1. By CO₂The ultra-low temperature refrigerator comprises an ultra-low temperature refrigerator body, wherein the ultra-low temperature refrigerator body is internally provided with a binary cascade refrigeration system for refrigerating the inside of the refrigerator, and the ultra-low temperature refrigerator is characterized by further comprising CO₂Auxiliary refrigeration equipment, said CO₂The output end of the auxiliary refrigeration equipment extends into the ultra-low temperature refrigerator body and is used for receiving CO of which the refrigerator door is in a closed state and the temperature in the refrigerator body is higher than a preset value₂After the auxiliary refrigeration signal, spraying a preset amount of CO into the refrigerator body₂A gas.

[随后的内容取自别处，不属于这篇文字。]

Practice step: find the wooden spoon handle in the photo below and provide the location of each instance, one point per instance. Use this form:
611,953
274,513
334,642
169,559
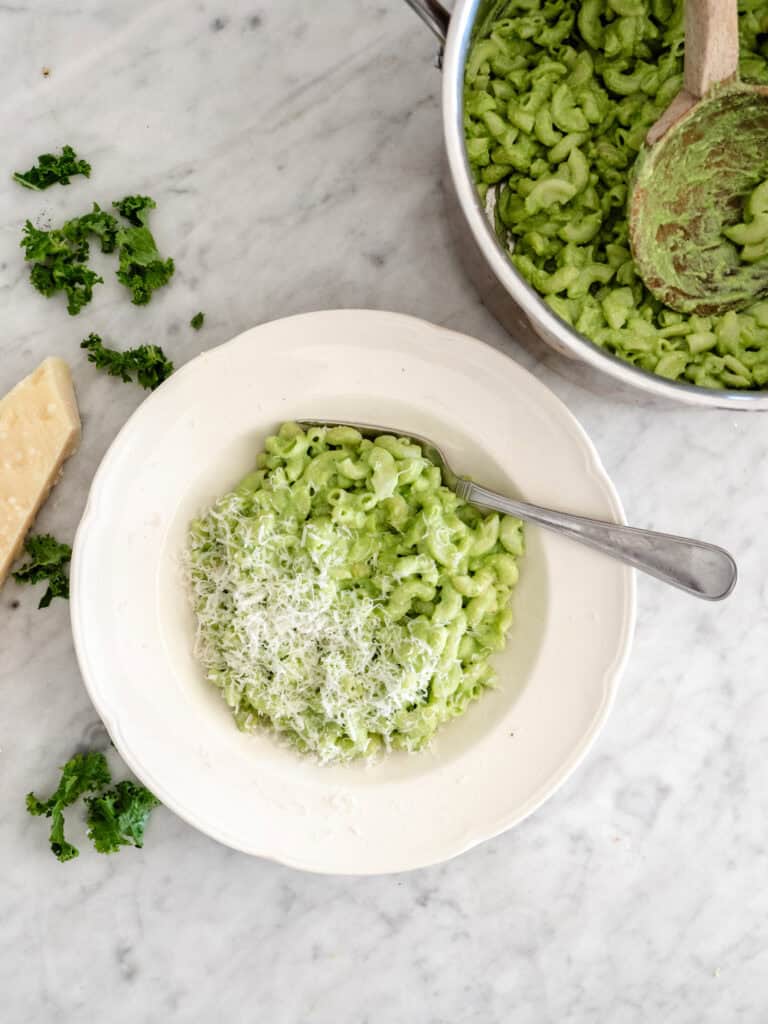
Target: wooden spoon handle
711,43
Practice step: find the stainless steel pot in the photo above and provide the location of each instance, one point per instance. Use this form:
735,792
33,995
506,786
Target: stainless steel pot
503,290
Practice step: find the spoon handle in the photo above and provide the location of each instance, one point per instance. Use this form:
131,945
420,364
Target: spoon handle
698,568
711,44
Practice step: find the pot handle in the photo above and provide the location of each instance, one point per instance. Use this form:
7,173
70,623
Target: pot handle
433,14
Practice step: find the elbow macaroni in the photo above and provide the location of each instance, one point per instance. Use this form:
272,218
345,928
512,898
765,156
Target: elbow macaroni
558,99
345,598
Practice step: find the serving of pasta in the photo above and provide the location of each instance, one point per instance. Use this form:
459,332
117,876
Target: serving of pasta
345,599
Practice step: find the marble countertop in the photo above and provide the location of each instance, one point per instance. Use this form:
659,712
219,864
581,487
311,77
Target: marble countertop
295,158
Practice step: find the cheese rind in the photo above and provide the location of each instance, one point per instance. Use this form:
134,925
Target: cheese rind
39,430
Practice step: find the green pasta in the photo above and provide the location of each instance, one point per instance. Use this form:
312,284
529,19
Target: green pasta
558,98
345,598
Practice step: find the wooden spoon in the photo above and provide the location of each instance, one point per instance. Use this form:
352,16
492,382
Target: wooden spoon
700,160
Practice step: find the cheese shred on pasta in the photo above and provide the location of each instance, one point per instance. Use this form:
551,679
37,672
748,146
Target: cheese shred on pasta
344,598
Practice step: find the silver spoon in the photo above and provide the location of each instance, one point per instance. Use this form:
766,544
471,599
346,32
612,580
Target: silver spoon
698,568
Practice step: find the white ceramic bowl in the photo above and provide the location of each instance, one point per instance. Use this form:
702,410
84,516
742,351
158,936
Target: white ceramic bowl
194,438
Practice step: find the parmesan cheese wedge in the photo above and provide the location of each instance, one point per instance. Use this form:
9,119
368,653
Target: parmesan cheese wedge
39,430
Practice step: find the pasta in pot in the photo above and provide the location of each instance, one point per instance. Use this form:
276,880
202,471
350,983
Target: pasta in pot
346,599
558,98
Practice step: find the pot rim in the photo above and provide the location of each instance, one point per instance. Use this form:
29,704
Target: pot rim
534,306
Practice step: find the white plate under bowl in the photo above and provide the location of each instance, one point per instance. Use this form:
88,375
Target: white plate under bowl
192,440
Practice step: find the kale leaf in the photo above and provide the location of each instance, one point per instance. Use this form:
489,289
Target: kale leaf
141,269
119,816
146,364
59,256
47,560
82,773
51,169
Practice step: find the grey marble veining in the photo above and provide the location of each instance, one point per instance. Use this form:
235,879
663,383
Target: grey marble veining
294,151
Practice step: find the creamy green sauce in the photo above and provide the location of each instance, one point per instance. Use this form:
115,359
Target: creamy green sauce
558,99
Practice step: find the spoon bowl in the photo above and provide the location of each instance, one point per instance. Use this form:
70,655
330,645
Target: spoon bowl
690,186
699,568
700,161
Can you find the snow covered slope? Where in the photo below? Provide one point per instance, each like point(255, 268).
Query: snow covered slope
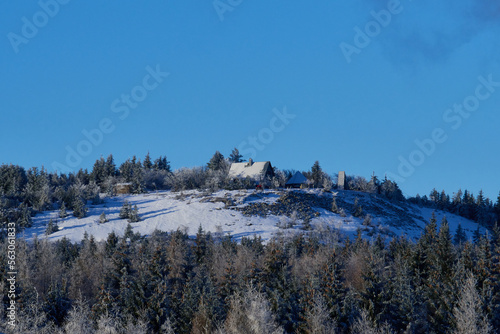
point(246, 213)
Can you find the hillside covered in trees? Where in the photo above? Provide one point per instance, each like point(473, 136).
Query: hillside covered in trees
point(312, 281)
point(23, 192)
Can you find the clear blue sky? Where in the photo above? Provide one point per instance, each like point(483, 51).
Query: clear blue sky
point(356, 101)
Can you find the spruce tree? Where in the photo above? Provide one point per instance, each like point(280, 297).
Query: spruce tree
point(460, 236)
point(62, 211)
point(358, 210)
point(125, 210)
point(316, 174)
point(216, 162)
point(79, 208)
point(335, 209)
point(102, 218)
point(147, 164)
point(134, 215)
point(51, 227)
point(235, 156)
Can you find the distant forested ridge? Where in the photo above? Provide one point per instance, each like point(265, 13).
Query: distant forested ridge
point(23, 193)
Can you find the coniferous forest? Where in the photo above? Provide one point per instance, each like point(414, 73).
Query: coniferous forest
point(317, 281)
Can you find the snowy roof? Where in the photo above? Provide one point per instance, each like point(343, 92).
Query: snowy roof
point(297, 178)
point(253, 170)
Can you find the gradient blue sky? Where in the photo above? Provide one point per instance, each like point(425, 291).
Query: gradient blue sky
point(230, 70)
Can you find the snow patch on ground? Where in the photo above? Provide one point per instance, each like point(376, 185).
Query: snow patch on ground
point(168, 211)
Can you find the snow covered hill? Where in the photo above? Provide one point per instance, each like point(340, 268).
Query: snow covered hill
point(247, 212)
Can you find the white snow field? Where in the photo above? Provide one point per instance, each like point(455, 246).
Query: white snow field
point(187, 210)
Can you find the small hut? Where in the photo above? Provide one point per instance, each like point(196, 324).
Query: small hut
point(257, 171)
point(298, 180)
point(123, 188)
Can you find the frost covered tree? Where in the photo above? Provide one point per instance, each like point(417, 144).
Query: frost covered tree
point(79, 208)
point(468, 313)
point(250, 313)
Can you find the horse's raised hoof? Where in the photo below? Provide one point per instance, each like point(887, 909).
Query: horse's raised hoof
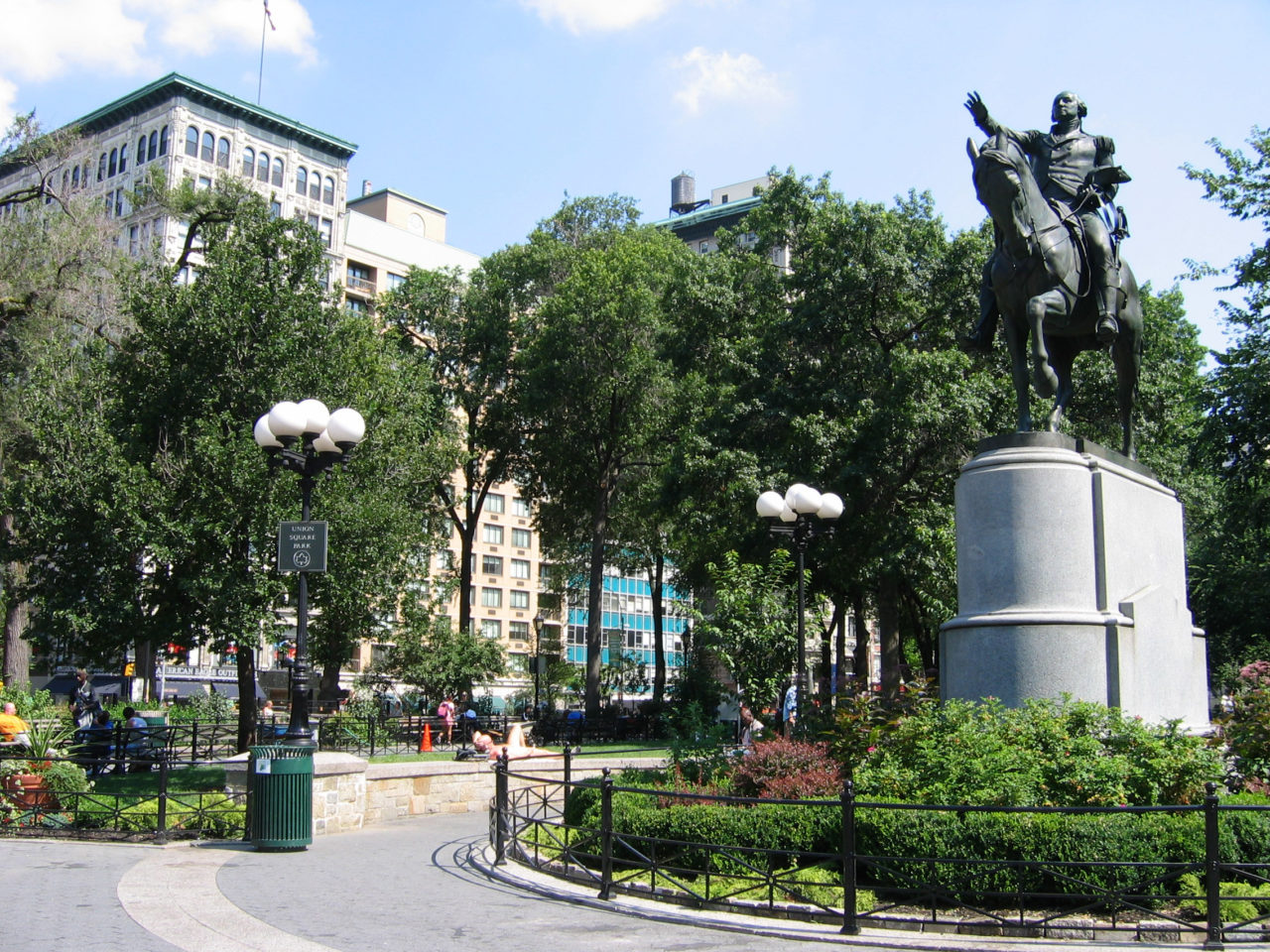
point(1107, 330)
point(1044, 379)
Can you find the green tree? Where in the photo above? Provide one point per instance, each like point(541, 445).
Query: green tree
point(466, 333)
point(58, 272)
point(752, 624)
point(1230, 571)
point(595, 389)
point(434, 657)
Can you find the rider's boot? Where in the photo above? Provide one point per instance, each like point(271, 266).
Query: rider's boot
point(1107, 329)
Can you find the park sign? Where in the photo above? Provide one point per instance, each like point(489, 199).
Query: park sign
point(303, 547)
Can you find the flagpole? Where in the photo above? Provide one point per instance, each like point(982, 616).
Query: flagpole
point(259, 81)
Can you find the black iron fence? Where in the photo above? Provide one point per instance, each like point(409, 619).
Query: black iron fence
point(1211, 889)
point(32, 803)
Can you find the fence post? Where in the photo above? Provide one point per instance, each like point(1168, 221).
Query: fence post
point(502, 811)
point(162, 835)
point(606, 833)
point(1211, 869)
point(848, 858)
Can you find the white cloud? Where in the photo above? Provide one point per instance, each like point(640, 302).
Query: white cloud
point(603, 16)
point(722, 77)
point(135, 37)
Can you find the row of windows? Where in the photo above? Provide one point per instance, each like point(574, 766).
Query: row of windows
point(259, 166)
point(493, 598)
point(493, 534)
point(493, 565)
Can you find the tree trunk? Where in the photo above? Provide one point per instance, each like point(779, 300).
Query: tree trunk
point(245, 657)
point(17, 649)
point(861, 661)
point(595, 602)
point(657, 574)
point(888, 625)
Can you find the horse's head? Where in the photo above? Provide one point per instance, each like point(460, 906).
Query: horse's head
point(1001, 181)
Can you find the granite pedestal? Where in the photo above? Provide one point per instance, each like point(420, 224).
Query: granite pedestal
point(1072, 579)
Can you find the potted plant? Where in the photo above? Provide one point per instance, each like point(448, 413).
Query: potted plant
point(35, 779)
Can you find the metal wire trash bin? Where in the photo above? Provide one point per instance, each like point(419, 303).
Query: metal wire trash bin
point(281, 797)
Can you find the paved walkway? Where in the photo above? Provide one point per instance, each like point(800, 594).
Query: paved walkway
point(417, 885)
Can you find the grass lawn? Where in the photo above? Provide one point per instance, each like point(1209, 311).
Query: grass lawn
point(189, 779)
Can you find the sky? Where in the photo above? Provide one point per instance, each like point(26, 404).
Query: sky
point(498, 109)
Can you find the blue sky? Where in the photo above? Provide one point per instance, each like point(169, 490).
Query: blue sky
point(494, 109)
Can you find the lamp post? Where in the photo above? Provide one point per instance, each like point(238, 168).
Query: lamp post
point(803, 515)
point(307, 439)
point(538, 657)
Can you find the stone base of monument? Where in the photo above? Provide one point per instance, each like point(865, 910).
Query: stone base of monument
point(1072, 579)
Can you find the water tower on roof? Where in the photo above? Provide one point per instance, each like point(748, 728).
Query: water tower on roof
point(684, 194)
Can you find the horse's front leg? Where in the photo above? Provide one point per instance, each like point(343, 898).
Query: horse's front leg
point(1043, 375)
point(1016, 343)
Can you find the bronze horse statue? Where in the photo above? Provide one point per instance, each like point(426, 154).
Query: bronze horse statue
point(1040, 278)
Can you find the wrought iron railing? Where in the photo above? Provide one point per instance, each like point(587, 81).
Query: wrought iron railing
point(1080, 896)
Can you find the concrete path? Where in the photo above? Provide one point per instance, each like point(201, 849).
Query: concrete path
point(416, 885)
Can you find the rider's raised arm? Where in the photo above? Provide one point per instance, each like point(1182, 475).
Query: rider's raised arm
point(991, 127)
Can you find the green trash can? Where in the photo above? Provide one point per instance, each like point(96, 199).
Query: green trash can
point(281, 797)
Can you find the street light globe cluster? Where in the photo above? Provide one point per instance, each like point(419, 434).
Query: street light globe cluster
point(307, 439)
point(309, 422)
point(803, 515)
point(799, 500)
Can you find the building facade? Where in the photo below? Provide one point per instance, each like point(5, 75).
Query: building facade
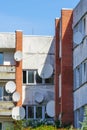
point(63, 67)
point(33, 75)
point(80, 60)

2. The super set of claim 1A cryogenic refrigerator, characterized in that said CO₂The auxiliary refrigerating equipment comprises CO₂Steel cylinder, low-temperature distribution pipe, electromagnetic valve, electric cabinet, injection pipe and CO₂Nozzle of said CO₂The output end of the steel cylinder is connected with an injection pipe through a low-temperature adapter, the electromagnetic valve is arranged between the output end of the steel cylinder and the injection pipe, and the output end of the injection pipe is connected with CO₂The nozzle is connected with the electric control box, and the electric control box is used for receiving the CO₂After the auxiliary refrigeration signal, the control electromagnetic valve is in an opening position.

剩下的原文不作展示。